Obsesiones y controles
Más allá de las reverencias y de la retórica, el poder es una extraña mezcla de obsesiones, vanidades y temores. Es la fuerza que sospecha, el mando asustado por la libertad de los demás. Es el carisma angustiado por la posibilidad de que se agote su magia. Es la gran simulación. La máscara que esconde, la palabra que aturde, la propaganda que acosa. Es la desconfianza como método, es decir, lo opuesto a la retórica liberadora.
El poder vive constantemente el drama de la inseguridad, repitiendo al mismo tiempo el discurso de la suficiencia. El poderoso de todos los tiempos esconde el miedo tras el énfasis en la fuerza. La ostentación misma de la fuerza es paradójica confesión de temor. Esto explica lo que ocurre en Quito, o en cualquier ciudad, cuando llega un poderoso -como el coronel Chávez, por ejemplo-; cuando circula un jefe supremo, un ministro y hasta un modesto director de departamento: se para el tráfico, la policía aparece de algún lado, los helicópteros vuelan y no se caen, los ciudadanos deben correr a refugiarse en las aceras. Entonces, no hay como llegar a casa, ni salir a trabajar. Hay que aguantar el infernal trancón, porque alguien tiene miedo y alguien ejerce control.

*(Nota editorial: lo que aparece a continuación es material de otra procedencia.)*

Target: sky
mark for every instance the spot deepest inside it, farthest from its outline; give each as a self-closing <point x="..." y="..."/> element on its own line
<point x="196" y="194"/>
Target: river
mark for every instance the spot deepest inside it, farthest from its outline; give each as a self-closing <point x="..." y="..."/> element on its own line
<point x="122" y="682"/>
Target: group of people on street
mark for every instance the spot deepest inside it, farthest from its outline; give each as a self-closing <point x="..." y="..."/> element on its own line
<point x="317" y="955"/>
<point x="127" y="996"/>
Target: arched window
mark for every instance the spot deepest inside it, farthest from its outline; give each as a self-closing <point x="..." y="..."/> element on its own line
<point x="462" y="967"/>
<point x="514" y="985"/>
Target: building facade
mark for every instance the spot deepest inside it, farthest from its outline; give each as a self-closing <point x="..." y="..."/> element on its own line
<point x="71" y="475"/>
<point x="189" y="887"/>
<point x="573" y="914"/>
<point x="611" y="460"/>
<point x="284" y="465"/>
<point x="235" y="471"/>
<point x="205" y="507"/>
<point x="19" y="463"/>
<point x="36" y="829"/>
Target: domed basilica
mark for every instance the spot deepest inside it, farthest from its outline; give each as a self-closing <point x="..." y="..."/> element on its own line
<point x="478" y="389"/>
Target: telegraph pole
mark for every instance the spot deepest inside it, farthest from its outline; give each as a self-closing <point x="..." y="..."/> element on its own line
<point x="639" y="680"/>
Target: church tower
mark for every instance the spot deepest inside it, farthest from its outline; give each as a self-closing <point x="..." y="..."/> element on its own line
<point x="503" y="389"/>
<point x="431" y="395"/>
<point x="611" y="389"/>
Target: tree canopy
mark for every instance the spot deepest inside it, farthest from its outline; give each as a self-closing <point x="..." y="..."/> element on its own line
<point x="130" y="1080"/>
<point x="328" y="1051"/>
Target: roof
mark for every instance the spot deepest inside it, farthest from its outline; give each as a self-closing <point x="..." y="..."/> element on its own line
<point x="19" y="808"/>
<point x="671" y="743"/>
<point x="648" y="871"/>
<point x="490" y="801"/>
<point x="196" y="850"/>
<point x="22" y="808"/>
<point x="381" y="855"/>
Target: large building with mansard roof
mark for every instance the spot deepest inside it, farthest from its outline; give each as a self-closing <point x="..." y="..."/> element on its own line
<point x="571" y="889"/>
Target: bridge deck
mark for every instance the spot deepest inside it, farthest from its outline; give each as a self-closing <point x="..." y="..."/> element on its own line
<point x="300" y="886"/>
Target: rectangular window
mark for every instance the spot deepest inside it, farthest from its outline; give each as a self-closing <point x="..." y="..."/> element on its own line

Yo me pregunto, si en semejante circunstancia, para bien de los “ciudadanos” y tranquilidad de los visitantes, no será mejor que los encuentros trascendentales se hagan en un cuartel, en un búnker, o más lejos, en un páramo donde solo hay viento, ¿o allá también controlarán el vuelo de las tórtolas?, no sea que lleven mensajes inconvenientes. No sería mala idea: no habrá trancotes y, de todos modos, la retórica y los mutuos elogios se verán vivos y completos en las cadenas nacionales y se prolongarán hasta el hastío con la propaganda.
Pero la obsesión por los controles es un asunto de fondo que excede de la anécdota, y que pone en entredicho a la democracia y a las libertades; que afianza la sumisión irracional; que menoscaba la legitimidad. Los controles policiales al servicio de visitantes poderosos, que enervan a la gente y colapsan la cuidad, son mínima evidencia del tema de fondo: controlar para callar a los que discrepan; para que la propaganda fluya como verdad pontificia; para que no pregunten cosas incómodas, para que el sometimiento y el aplauso sean las únicas posibilidades. Controlar para que la tragicomedia siga según el libreto escrito por los teóricos escondidos tras el trono, que ensayan cómo domar a la sociedad, cómo inventar el otro hombre: el sumiso, el que tiene la rebeldía castrada por el miedo, o por la manipulación de los intereses.
Controlar a la economía, controlar a la prensa, controlar a la universidad, controlar los espectáculos, controlar las lecturas, controlar las ideas, controlar los sueños, controlar y controlar, para que la gente obedezca, obedezca y obedezca'y aplauda su propia sumisión.